Nebraska landed its first verbal commitment for the 2022 recruiting class on Sunday morning from Columbus linebacker Ernest Hausmann. Here are three observations following Hausmann’s announcement.

1. The in-state linebacker is a good icebreaker for the 2022 class.

Landing a Nebraska kid to start building the recruiting class around is a win-win for the Huskers. NU has taken a purposeful approach so far in 2022 since recruits haven’t been able to visit campus, but the staff didn’t want to go too much longer without having anybody on board.

Hausmann is not only a promising prospect, but he’s a local foundation, too. Think about Teddy Prochazka at the start of the 2021 class and the way in which he was able to serve as a peer recruiter, show up on campus regularly when other prospects came to town and more. Now that torch is Hausmann's, a high school standout who grew up a Nebraska fan and picked the Huskers over several other good Big Ten options, just like Prochazka did.



"I'm really excited about doing that," Hausmann told the Journal Star. "I'm ready to help build this class and I'm excited about 2022." 

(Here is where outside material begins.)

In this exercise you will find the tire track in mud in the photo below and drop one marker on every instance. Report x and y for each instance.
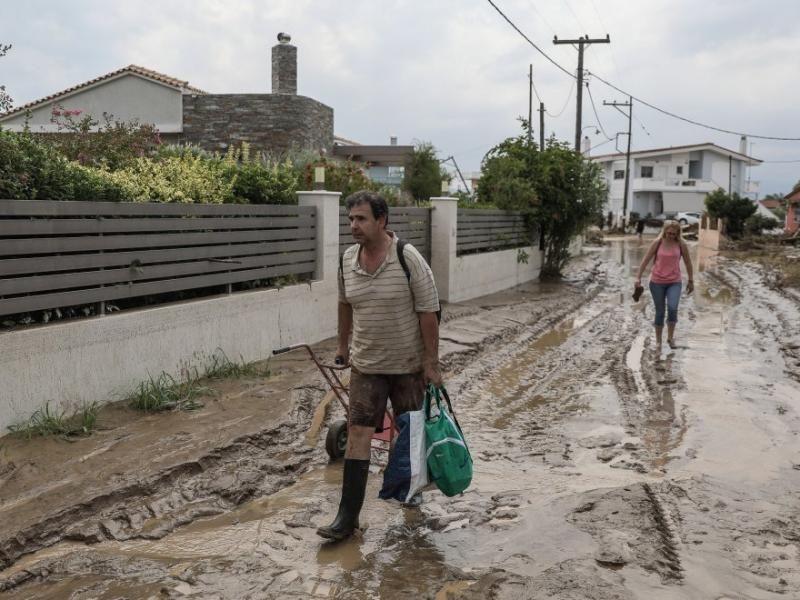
(589, 345)
(256, 464)
(769, 309)
(252, 466)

The in-state crop of 2022 players has been a source of some consternation among Nebraska fans, particularly after four-star offensive lineman Deshawn Woods (Omaha Central) and linebacker Devon Jackson (Omaha Burke) left the Huskers out of their respective top groups of contenders recently. Now, NU has Hausmann in the boat and can continue on its path of recruiting the others — notably, Bellevue West tight end Kaden Helms — while evaluating further players like Lincoln Southeast’s Jake Appleget, Bellevue West offensive lineman Henry Rickels and others.

Hausmann is the 14th in-state scholarship player to commit to Nebraska since coach Scott Frost took over in December 2017. 

2. It’s not every day you find a Power Five linebacker prospect who also plays wide receiver, but that’s Hausmann. 

He led the Discoverers in 2020 with 447 yards on 34 catches (13.1 per reception) and was second on the team with five touchdown catches.

Columbus coach Craig Williams said his staff made the easy call to move Hausmann from cornerback — he played there behind now-Wyoming freshman running back Joey Braasch in 2019 — down to linebacker for the 2020 season, but they wanted to leave him at outside receiver where he could use his size and skill set.

3. Let’s not get too far out over the skis when it comes to the first commitment of the cycle for Nebraska, but Hausmann jumping on board early does begin to set up an interesting situation at linebacker for the Huskers in 2022.

Put simply, NU has offered a bunch of them. Players like Hays, Kansas, teammates Gavin Meyers and Jaren Kanak, Jared Badie (Oswego, Illinois), Harrison Taggart (Draper, Utah), Jordan Crook (Duncanville, Texas), Edwin Kolenge (Clearwater, Florida) and more.

Perhaps one in the boat will lead others to think about joining Hausmann in the class. It’s not exactly clear how many linebackers Nebraska will take in 2022 — they most certainly would like to add somebody with a frame like Badie (6-foot-5 and 220 pounds) as more of a true outside linebacker, though Hausmann could end up playing either inside or outside in college — but Hausmann’s addition will help the Husker staff plan its board from here forward.